Only, Simon never makes it out of that classroom. Before the end of detention Simon’s dead. And according to investigators, his death wasn’t an accident. On Monday, he died. But on Tuesday, he’d planned to post juicy reveals about all four of his high-profile classmates, which makes all four of them suspects in his murder. Or are they the perfect patsies for a killer who’s still on the loose? 

 

Everyone has secrets, right? What really matters is how far you would go to protect them.

 

E! is developing this Breakfast Club-inspired thriller into a television series. 

 

7. Manhattan Beach by Jennifer Egan

 

Image Via Amazon

Image Via Amazon

 

Amazon says:

 

Anna Kerrigan, nearly twelve years old, accompanies her father to visit Dexter Styles, a man who, she gleans, is crucial to the survival of her father and her family.
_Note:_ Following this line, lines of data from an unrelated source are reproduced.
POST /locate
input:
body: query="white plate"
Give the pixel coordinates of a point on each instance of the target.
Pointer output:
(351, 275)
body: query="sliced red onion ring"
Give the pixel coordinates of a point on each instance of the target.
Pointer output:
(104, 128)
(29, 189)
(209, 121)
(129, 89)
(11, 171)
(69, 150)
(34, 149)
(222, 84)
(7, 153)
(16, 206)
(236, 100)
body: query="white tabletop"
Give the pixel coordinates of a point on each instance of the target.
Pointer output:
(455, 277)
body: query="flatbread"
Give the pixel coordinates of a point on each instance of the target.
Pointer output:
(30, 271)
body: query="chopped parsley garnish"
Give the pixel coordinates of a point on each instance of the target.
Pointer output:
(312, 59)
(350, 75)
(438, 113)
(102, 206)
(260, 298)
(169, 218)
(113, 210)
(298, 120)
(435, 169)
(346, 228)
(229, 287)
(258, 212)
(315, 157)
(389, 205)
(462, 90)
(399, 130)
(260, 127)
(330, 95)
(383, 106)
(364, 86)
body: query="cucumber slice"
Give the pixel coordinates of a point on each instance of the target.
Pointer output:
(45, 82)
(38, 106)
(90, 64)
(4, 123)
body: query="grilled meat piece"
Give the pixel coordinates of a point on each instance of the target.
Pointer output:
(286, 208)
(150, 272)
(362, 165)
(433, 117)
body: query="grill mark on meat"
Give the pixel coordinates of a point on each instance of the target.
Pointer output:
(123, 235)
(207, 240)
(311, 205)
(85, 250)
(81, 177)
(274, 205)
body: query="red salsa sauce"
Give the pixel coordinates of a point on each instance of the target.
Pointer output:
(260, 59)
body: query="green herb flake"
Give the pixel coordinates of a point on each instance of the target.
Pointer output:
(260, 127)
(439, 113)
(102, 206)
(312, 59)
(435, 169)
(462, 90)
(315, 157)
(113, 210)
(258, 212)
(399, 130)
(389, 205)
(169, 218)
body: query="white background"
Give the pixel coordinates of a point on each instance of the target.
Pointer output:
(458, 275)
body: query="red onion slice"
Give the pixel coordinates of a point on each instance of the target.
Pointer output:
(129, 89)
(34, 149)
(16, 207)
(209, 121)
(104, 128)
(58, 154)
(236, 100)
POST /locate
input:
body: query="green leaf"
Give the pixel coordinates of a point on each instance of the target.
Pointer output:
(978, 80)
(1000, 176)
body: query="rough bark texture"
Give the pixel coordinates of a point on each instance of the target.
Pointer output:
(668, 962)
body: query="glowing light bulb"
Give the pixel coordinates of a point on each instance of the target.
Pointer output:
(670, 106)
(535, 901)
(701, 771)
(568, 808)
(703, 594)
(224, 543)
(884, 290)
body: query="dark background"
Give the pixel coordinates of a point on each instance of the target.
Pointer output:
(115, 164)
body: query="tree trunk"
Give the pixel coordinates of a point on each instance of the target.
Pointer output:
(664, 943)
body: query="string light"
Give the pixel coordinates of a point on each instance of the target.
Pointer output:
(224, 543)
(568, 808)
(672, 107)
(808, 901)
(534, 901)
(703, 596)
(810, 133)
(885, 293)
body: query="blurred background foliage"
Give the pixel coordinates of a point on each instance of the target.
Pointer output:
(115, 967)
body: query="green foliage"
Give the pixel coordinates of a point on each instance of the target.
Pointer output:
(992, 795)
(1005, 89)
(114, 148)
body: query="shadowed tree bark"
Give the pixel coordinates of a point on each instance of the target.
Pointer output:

She is mesmerized by the sea beyond the house and by some charged mystery between the two men.

 

‎Years later, her father has disappeared and the country is at war. Anna works at the Brooklyn Naval Yard, where women are allowed to hold jobs that once belonged to men, now soldiers abroad. She becomes the first female diver, the most dangerous and exclusive of occupations, repairing the ships that will help America win the war. One evening at a nightclub, she meets Dexter Styles again, and begins to understand the complexity of her father’s life, the reasons he might have vanished.

 

With the atmosphere of a noir thriller, Egan’s first historical novel follows Anna and Styles into a world populated by gangsters, sailors, divers, bankers, and union men. Manhattan Beach is a deft, dazzling, propulsive exploration of a transformative moment in the lives and identities of women and men, of America and the world. It is a magnificent novel by the author of A Visit from the Goon Squad, one of the great writers of our time.

 

The book has been acquired byby Scott Rudin Productions, but we’re not yet sure if it will be a movie or series.